Some struggles ended tragically: River Phoenix died of an overdose, Karen Carpenter died of anorexia, and Robin Williams died by suicide. Child stars, like Swift, often have a particularly difficult adjustment to fame — Drew Barrymore was drinking by age 9 and in rehab by age 13; Demi Lovato struggled with an eating disorder, bipolar disorder and drug use; and Justin Bieber struggled with depression and drugs. Swift says celebrities are frozen at the age they got famous and felt she had a lot of “growing up to do to catch up to her [actual] age.”
These high-profile cases demonstrate the effect that celebrities have on mental health awareness. In fact, the calls placed to the National Suicide Prevention Lifeline increased by 300 percent the day after Williams died. Princess Diana’s disclosures about her eating disorders had a similar effect. In a 1993 speech discussing how she had grappled with bulimia, she helped to raise awareness, normalize an illness and then encourage treatment. It worked. Women seeking treatment for bulimia doubled after she spoke, a phenomenon later called “the Diana effect.”
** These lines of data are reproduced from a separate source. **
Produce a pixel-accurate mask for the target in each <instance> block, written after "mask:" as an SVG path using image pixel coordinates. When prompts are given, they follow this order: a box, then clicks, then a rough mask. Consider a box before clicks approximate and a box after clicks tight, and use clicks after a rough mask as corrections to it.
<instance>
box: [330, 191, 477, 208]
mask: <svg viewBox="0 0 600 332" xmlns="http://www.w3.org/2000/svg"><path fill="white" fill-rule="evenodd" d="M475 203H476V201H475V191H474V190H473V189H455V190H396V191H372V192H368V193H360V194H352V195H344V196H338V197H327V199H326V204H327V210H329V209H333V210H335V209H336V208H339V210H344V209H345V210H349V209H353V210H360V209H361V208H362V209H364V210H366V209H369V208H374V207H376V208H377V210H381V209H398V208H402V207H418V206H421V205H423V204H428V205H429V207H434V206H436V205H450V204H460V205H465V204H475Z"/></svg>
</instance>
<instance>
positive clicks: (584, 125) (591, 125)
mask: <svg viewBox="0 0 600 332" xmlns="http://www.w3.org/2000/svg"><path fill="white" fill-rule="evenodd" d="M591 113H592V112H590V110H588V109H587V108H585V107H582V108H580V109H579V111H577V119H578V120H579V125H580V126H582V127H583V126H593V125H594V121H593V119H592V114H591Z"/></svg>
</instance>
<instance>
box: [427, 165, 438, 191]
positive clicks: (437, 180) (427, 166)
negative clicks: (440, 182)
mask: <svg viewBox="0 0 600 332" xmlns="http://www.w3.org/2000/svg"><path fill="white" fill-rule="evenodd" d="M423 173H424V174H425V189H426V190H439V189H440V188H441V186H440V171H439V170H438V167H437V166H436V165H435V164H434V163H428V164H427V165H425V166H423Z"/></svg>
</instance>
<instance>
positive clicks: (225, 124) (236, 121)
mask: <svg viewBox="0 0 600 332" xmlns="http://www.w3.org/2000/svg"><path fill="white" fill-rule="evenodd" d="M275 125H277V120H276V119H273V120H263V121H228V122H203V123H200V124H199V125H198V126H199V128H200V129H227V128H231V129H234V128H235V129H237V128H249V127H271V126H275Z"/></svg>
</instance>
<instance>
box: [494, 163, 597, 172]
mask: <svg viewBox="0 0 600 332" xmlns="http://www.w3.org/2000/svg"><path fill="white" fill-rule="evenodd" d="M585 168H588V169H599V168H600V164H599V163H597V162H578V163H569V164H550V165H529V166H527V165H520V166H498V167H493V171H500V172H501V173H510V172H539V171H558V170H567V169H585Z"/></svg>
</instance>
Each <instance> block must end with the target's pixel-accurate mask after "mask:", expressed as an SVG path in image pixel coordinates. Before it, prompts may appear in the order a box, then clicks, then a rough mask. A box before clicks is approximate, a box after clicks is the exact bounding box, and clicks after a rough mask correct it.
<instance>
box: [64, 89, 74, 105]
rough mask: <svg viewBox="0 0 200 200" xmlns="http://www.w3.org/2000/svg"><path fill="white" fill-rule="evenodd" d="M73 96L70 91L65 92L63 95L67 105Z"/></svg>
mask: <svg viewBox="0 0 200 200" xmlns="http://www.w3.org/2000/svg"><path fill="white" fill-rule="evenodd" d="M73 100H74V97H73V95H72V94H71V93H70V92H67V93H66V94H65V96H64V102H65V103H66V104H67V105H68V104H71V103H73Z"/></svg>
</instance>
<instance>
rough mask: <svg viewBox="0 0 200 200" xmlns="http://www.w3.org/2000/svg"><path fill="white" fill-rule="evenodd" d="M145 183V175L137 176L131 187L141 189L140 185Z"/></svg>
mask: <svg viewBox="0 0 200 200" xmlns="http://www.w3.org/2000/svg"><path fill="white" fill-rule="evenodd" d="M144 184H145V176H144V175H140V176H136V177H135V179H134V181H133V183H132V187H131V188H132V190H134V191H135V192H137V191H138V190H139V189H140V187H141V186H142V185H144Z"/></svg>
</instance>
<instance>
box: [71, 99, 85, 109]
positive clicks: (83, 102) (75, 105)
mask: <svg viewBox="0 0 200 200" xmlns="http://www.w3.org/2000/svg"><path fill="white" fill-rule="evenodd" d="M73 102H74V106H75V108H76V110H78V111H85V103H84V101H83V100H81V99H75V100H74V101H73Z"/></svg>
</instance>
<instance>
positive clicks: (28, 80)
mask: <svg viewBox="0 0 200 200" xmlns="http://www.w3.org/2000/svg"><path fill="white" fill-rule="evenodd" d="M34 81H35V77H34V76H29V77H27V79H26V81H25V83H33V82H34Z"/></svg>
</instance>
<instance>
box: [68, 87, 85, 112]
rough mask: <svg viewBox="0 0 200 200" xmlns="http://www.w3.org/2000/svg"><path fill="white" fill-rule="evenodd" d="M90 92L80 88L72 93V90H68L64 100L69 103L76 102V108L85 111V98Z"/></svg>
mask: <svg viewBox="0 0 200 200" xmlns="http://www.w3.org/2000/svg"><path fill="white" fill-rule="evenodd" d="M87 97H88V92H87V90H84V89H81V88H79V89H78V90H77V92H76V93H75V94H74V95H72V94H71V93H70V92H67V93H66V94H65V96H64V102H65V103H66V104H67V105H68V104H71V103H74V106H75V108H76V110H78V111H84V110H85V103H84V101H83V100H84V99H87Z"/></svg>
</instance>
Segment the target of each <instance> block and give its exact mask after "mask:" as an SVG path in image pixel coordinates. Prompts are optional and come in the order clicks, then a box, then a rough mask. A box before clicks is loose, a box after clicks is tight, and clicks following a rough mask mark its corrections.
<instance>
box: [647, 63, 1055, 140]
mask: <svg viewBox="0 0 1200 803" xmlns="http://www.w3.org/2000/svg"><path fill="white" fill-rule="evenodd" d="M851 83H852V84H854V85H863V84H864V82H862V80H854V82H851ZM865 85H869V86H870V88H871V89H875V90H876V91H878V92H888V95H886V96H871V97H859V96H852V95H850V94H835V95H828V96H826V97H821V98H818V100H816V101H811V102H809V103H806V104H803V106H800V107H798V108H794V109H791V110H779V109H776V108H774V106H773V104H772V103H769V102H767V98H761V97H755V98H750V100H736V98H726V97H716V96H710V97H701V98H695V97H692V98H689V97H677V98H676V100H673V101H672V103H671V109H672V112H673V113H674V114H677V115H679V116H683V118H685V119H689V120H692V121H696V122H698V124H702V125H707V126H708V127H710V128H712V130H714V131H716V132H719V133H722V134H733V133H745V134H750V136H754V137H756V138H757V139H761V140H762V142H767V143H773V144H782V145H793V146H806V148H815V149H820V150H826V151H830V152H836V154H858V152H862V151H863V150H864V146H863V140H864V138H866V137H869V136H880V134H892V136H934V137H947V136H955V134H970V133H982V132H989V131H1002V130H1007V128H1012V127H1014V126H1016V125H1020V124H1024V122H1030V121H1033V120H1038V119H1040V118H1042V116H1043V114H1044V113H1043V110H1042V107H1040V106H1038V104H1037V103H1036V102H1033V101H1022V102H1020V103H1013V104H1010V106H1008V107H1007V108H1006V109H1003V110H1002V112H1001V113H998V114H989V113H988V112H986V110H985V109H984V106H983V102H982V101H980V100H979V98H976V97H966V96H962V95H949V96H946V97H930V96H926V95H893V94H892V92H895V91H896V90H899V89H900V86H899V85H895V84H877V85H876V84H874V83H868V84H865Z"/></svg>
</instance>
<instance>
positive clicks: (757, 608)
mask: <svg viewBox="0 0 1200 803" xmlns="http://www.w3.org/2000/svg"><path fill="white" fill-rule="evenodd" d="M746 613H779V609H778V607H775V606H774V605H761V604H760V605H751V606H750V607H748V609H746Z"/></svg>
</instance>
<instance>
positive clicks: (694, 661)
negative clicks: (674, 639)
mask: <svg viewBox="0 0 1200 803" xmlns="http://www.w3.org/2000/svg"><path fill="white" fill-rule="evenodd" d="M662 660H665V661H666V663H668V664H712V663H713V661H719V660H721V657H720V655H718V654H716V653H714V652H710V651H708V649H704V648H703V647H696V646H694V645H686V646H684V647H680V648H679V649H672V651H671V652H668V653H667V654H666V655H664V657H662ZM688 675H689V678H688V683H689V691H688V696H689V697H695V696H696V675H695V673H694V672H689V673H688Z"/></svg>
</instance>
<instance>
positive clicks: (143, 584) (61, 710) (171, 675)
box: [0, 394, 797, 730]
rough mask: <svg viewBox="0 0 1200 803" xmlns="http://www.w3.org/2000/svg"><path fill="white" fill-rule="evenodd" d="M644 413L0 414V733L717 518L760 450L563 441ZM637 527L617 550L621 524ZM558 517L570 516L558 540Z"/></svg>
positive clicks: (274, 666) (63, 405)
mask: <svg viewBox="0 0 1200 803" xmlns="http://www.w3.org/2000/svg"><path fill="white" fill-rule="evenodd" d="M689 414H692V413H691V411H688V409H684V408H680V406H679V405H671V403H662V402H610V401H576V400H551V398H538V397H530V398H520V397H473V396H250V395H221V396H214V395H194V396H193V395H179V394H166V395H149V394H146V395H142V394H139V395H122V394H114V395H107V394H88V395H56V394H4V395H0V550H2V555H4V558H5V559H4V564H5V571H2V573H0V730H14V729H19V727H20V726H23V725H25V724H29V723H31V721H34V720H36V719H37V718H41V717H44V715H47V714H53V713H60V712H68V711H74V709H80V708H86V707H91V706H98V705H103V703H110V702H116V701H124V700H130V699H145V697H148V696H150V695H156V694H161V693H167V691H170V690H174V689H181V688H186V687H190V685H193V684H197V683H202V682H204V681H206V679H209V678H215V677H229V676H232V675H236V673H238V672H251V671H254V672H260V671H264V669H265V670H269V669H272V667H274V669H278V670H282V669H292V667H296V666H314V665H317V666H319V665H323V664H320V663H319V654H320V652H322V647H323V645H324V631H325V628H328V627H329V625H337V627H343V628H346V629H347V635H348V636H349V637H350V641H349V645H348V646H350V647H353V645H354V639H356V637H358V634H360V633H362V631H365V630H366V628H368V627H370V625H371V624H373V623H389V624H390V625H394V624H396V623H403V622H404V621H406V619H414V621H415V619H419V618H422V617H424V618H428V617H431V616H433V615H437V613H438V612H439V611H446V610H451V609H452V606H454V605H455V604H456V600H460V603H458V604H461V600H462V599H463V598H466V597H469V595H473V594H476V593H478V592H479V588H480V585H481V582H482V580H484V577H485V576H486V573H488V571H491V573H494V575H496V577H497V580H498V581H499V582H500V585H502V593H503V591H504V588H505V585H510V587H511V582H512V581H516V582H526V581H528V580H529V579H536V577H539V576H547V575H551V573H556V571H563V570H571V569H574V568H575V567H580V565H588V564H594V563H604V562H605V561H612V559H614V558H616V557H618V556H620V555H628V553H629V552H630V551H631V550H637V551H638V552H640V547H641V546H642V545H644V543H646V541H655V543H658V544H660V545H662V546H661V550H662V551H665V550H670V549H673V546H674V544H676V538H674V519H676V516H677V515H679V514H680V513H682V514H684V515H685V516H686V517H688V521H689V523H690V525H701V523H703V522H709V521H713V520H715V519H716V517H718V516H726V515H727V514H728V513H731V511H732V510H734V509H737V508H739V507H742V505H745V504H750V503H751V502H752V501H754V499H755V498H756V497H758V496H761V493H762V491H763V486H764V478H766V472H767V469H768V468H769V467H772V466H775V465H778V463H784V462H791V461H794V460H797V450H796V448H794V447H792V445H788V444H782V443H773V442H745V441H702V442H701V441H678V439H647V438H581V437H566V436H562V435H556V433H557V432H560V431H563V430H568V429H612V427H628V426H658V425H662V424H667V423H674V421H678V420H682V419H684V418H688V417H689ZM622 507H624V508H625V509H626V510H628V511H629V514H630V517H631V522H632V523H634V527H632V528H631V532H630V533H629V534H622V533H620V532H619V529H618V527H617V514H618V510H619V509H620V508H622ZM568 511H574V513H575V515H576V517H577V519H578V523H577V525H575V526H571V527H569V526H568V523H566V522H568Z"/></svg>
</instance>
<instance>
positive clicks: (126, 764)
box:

The glare of the spotlight and the need for publicity, as well as the criticism and quick shaming of celebrity behavior, has fueled mental illness for celebrities, but it has a silver lining. It can turn the nonstop media attention on celebrities into a productive conversation about mental health. This means that Swift has launched a conversation that will save lives. This is particularly the case as teen suicide rates in the United States increase, far outpacing other age groups. Depression in girls has also been linked to more time spent on social media, and eating disorders have the highest mortality of any mental illness.
While Swift’s openness about her problems may seem disconnected from her messages urging Americans to practice social distancing to protect the vulnerable from covid-19, it’s not. At a time when our political leaders are struggling to build consensus on and convey the gravity of issues tied to mental health, health care and the pandemic, celebrities such as Swift are stepping up. By showing her millions of impressionable young fans her vulnerabilities and willingness to sacrifice, Swift is sending a powerful message, one that is likely to save lives in myriad ways.